The future will be kinder to Cay, as it was to the poet Akhmatova. There was much beauty and insight she had to offer, much that was overlooked, and more we can honor and learn from her life. We will miss you and pray that your journey now is safer and less troubled than before. Sweet dreams Cay. My sincere condolences to her friends and family.
It is such a shame that the energy,thoughtfulness and talent of this fine artist has not been more recognized. Although I believe it will come to be recognized in time.
i knew cay all my life she was a first cousin .she loved, she laughed , she cried.

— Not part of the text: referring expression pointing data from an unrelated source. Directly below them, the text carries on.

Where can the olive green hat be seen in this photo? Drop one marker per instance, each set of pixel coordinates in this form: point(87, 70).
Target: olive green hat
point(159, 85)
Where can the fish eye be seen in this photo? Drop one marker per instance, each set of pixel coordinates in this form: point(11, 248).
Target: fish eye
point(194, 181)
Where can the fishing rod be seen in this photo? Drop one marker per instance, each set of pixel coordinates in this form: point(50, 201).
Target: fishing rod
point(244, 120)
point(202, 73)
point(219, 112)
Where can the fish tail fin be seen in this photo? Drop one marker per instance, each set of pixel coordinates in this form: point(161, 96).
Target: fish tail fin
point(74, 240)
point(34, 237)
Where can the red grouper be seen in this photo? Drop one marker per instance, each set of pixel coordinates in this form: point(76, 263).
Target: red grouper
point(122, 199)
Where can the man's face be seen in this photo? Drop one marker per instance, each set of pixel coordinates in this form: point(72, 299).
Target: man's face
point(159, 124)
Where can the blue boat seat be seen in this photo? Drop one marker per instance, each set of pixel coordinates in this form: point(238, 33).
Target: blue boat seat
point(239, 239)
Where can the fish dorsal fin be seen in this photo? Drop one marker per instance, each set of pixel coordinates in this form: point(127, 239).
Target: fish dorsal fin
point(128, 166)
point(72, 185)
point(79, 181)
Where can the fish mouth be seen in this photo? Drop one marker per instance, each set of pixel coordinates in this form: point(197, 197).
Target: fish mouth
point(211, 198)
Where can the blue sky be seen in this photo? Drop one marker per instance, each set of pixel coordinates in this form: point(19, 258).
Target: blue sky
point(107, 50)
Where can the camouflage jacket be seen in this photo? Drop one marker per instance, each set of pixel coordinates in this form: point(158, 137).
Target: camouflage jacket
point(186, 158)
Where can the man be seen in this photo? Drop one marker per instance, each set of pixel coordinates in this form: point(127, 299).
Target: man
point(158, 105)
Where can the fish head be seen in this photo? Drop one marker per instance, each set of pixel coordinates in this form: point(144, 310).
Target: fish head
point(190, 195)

but she was the most real person i ever knew. i love and miss her greatly
Thanks Charlie, I miss her too.. she was one of the most gifted artists I ever met.
the Pasadena. cay was on 11. I was on 9. we met in the elevator. we connected. we bonded. myra. it was the 1980s. Anna Prague. her cat. i miss her still. still. what a word. her art. her gift to me. I looked at the painting moments ago. I pondered it. she’s speaking to me. to us. we just have to listen. to be open. cay you were a gift. Emily. Neil. the golden mushroom. the laugh. the smirk. can we talk the Crains? the knowledge. the insight. its all still; there’s that word again, its all still with me. you are missed my friend . belle isle. the rose garden in Windsor. the laikon in greektown. Preserve your memories; They’re all that’s left you. thank you cay. they are all still with me.
PB, what a lovely Valentine for Cay, thank you.